A quick glance at the masculine handwriting had got her heart thumping. Without a qualm she’d removed the pieces of expensive notepaper, and what she’d just read on them terrified her. And made her the only person in the vicarage on that sun-baked evening to actually feel cold.
She read the letter again, but its contents didn’t change. And the enormity of her daughter’s guilt and folly still remained, right there in her hands. Evidence of . . . And there, Joan’s mind screeched to a halt and the numbness of shock suddenly shattered with that single thought.
Evidence.
The police had been searching the corridors, stairs and foyers of the house all afternoon. What they expected to find, or did find, she wasn’t sure. But if they found these! The pieces of paper in her hands shook. For a moment, tears of panic flooded Joan’s eyes.

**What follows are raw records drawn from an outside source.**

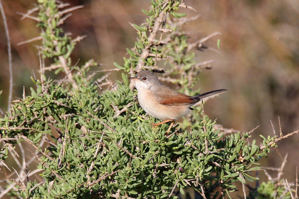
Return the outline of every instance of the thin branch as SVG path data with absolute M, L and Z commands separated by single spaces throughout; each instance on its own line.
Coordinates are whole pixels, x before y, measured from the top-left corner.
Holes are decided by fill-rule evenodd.
M 10 115 L 11 115 L 11 111 L 10 110 L 10 104 L 11 103 L 11 98 L 13 95 L 13 66 L 12 57 L 11 55 L 11 46 L 10 45 L 10 39 L 9 34 L 8 33 L 8 27 L 7 26 L 6 21 L 6 18 L 4 13 L 4 9 L 2 5 L 2 2 L 0 0 L 0 10 L 1 11 L 1 14 L 2 15 L 2 18 L 3 19 L 3 22 L 4 25 L 4 29 L 5 29 L 5 34 L 6 36 L 6 39 L 7 40 L 7 51 L 8 53 L 8 66 L 9 67 L 9 94 L 8 95 L 8 103 L 7 107 L 7 112 L 9 113 Z
M 285 138 L 286 138 L 294 134 L 295 134 L 296 133 L 298 133 L 298 132 L 299 132 L 299 130 L 297 130 L 297 131 L 295 131 L 293 132 L 292 132 L 290 133 L 289 133 L 287 135 L 284 135 L 283 136 L 280 137 L 278 138 L 277 138 L 276 139 L 275 139 L 274 141 L 271 141 L 270 142 L 269 142 L 269 143 L 268 143 L 267 144 L 267 146 L 271 146 L 271 145 L 272 144 L 274 144 L 275 142 L 277 142 L 280 141 L 281 140 L 283 140 Z M 264 145 L 261 146 L 260 147 L 260 151 L 266 148 L 266 146 L 265 146 Z
M 173 187 L 173 188 L 172 189 L 172 190 L 171 190 L 171 192 L 170 192 L 170 193 L 169 194 L 169 195 L 168 195 L 169 197 L 170 197 L 171 196 L 171 195 L 172 195 L 172 193 L 173 192 L 173 191 L 174 191 L 174 189 L 176 188 L 176 186 L 178 185 L 178 183 L 179 180 L 178 180 L 176 181 L 176 184 L 174 185 L 174 186 Z
M 31 42 L 31 41 L 36 41 L 38 40 L 41 40 L 42 39 L 42 37 L 41 36 L 39 36 L 37 37 L 33 37 L 33 38 L 31 39 L 28 39 L 27 40 L 26 40 L 25 41 L 24 41 L 19 42 L 17 44 L 17 46 L 19 46 L 22 44 L 27 44 L 27 43 Z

Oh, Julie, Julie, what have you done?
She rose quickly and crossed over into the living room, which had a working fireplace. Without hesitating, she lit a match and held it to the envelope and pieces of paper, then knelt by the grate to watch them burn. When it was over, and only black ashes remained on the pristine grate, she took the poker to them and ruthlessly crushed even the ashes into dust.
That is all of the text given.